Sri Lanka attaché to be retried in U.K. over ‘throat-cutting’ gesture

A former Sri Lankan defence attaché to the U.K., who faced private prosecution over a “throat-cutting gestures” made to Tamil protesters outside the country’s London Embassy, is to face a new trial in May, after the judge decided the case needed to be re-tried following a technicality.

It came after a previous hearing at which the judge had concluded that while the attaché, Brigadier Priyankara Fernando, was covered by diplomatic immunity on the day of the incident, he was no longer a diplomat and as the role he was carrying out didn’t count as an “act performed in the exercise of his functions”, he no longer had diplomatic immunity.

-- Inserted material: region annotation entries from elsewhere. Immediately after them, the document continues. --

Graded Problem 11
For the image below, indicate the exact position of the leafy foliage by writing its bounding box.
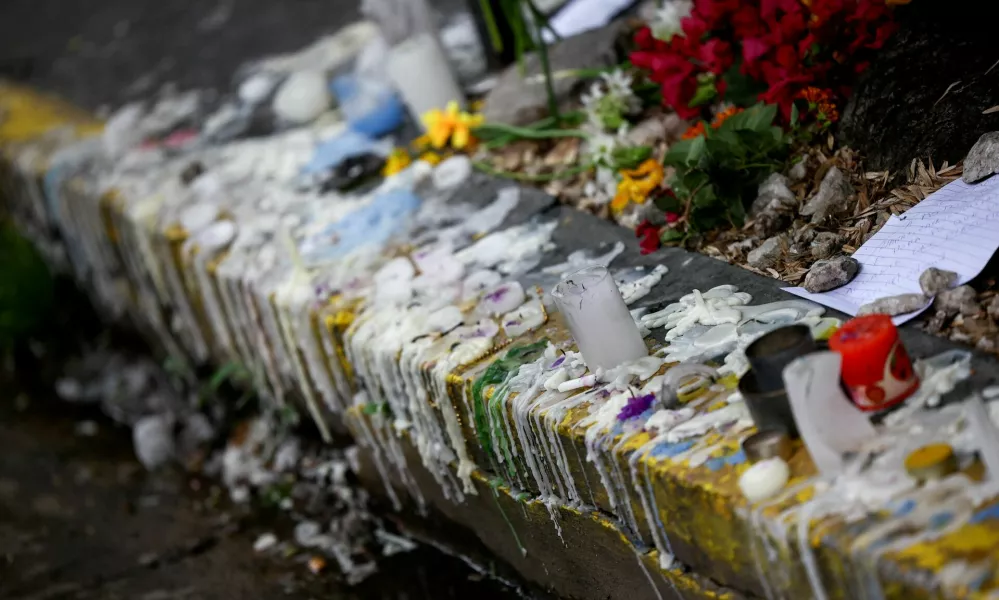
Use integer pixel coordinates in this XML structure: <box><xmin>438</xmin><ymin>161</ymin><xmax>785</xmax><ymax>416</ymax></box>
<box><xmin>0</xmin><ymin>222</ymin><xmax>53</xmax><ymax>349</ymax></box>
<box><xmin>656</xmin><ymin>104</ymin><xmax>790</xmax><ymax>233</ymax></box>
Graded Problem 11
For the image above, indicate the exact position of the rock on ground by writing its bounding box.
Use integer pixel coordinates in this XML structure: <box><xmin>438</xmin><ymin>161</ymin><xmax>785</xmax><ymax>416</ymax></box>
<box><xmin>985</xmin><ymin>296</ymin><xmax>999</xmax><ymax>321</ymax></box>
<box><xmin>801</xmin><ymin>167</ymin><xmax>853</xmax><ymax>224</ymax></box>
<box><xmin>749</xmin><ymin>173</ymin><xmax>798</xmax><ymax>216</ymax></box>
<box><xmin>809</xmin><ymin>231</ymin><xmax>843</xmax><ymax>260</ymax></box>
<box><xmin>961</xmin><ymin>131</ymin><xmax>999</xmax><ymax>183</ymax></box>
<box><xmin>482</xmin><ymin>21</ymin><xmax>624</xmax><ymax>125</ymax></box>
<box><xmin>804</xmin><ymin>256</ymin><xmax>860</xmax><ymax>294</ymax></box>
<box><xmin>919</xmin><ymin>267</ymin><xmax>957</xmax><ymax>296</ymax></box>
<box><xmin>746</xmin><ymin>235</ymin><xmax>785</xmax><ymax>269</ymax></box>
<box><xmin>936</xmin><ymin>285</ymin><xmax>982</xmax><ymax>317</ymax></box>
<box><xmin>857</xmin><ymin>294</ymin><xmax>930</xmax><ymax>317</ymax></box>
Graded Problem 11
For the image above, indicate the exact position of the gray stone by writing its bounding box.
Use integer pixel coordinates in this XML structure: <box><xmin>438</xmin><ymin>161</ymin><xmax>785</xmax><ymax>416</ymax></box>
<box><xmin>753</xmin><ymin>212</ymin><xmax>791</xmax><ymax>238</ymax></box>
<box><xmin>804</xmin><ymin>256</ymin><xmax>860</xmax><ymax>294</ymax></box>
<box><xmin>809</xmin><ymin>231</ymin><xmax>843</xmax><ymax>260</ymax></box>
<box><xmin>787</xmin><ymin>154</ymin><xmax>808</xmax><ymax>181</ymax></box>
<box><xmin>801</xmin><ymin>167</ymin><xmax>853</xmax><ymax>224</ymax></box>
<box><xmin>961</xmin><ymin>131</ymin><xmax>999</xmax><ymax>183</ymax></box>
<box><xmin>746</xmin><ymin>235</ymin><xmax>785</xmax><ymax>269</ymax></box>
<box><xmin>936</xmin><ymin>285</ymin><xmax>982</xmax><ymax>317</ymax></box>
<box><xmin>132</xmin><ymin>415</ymin><xmax>176</xmax><ymax>471</ymax></box>
<box><xmin>749</xmin><ymin>173</ymin><xmax>798</xmax><ymax>217</ymax></box>
<box><xmin>985</xmin><ymin>296</ymin><xmax>999</xmax><ymax>321</ymax></box>
<box><xmin>857</xmin><ymin>294</ymin><xmax>930</xmax><ymax>317</ymax></box>
<box><xmin>482</xmin><ymin>21</ymin><xmax>624</xmax><ymax>125</ymax></box>
<box><xmin>919</xmin><ymin>267</ymin><xmax>957</xmax><ymax>296</ymax></box>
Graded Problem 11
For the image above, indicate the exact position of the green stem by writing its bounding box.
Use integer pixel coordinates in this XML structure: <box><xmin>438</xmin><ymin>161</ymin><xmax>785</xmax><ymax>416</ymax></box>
<box><xmin>525</xmin><ymin>0</ymin><xmax>562</xmax><ymax>123</ymax></box>
<box><xmin>472</xmin><ymin>161</ymin><xmax>593</xmax><ymax>183</ymax></box>
<box><xmin>479</xmin><ymin>0</ymin><xmax>503</xmax><ymax>53</ymax></box>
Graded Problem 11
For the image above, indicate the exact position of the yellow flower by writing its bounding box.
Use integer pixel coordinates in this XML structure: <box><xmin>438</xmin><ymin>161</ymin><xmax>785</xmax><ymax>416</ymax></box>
<box><xmin>382</xmin><ymin>148</ymin><xmax>413</xmax><ymax>177</ymax></box>
<box><xmin>420</xmin><ymin>152</ymin><xmax>441</xmax><ymax>165</ymax></box>
<box><xmin>422</xmin><ymin>101</ymin><xmax>483</xmax><ymax>150</ymax></box>
<box><xmin>611</xmin><ymin>158</ymin><xmax>666</xmax><ymax>214</ymax></box>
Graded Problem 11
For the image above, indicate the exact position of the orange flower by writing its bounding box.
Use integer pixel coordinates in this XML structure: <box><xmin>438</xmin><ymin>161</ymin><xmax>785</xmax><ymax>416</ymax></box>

“It was not part of Brigadier Fernando’s job description to make the alleged cut-throat gestures on the three occasions, it could not be part of the mission’s function,” concluded Chief Magistrate Emma Arbuthnot of Westminster Magistrates Court, in a hearing earlier this year. However, at a hearing on Friday, it was decided that the case should be reheard on May 7, after it emerged the court had failed to notify the private prosecutors and the defence team of documents that had been forwarded to it relating to notification given to Britain’s Foreign and Commonwealth Office around the case.

The alleged incident occurred on February 4, 2018 (Sri Lanka’s independence day) when Tamil protesters gathered outside the nation’s Embassy in London, some waving Tamil Eelam flags, some carrying placards calling for the release of political prisoners in Sri Lanka. It is alleged that during this time, Brigadier Fernando, a former member of the Sri Lankan Army’s 59 division which was involved in many of the frontline battles with the LTTE made three “throat cutting gestures” towards the protesters while dressed in military uniform.

After complaints were made across London police stations, the police got involved, and MPs raised the issue in Parliament and the Brigadier was suspended. While the U.K. government insisted it took the case “very seriously”, the Brigadier left the U.K. last year without charge. However, a private prosecution has been mounted by three men involved in the protest and in January, the Brigadier was convicted — in his absence — of public order offences.

However, an arrest warrant was issued and hastily withdrawn amid questions of his status as a diplomat. Then the judge concluded that because the act didn’t count as one performed in his exercise of functions as a diplomat, he no longer enjoyed diplomatic protection for it. Campaigners had expressed concerns about some of the facts to emerge during the course of the case – including details of the Brigadier’s job description which involved monitoring anti-Sri Lankan activities in the U.K. and reporting on them, which some Tamil campaigners have labelled a “witch-hunt”.

“For my client it’s a very important case,” says Paul Heron, one of the private prosecutors from the Public Interest Law Unit. “They feel that they have escaped from the extremely difficult situation in Sri Lanka, particularly in the Tamil area, and come to one of the oldest democracies to feel safe and secure and they feel it important that no matter who you are — a diplomat or a cleaner — you have to abide by law.”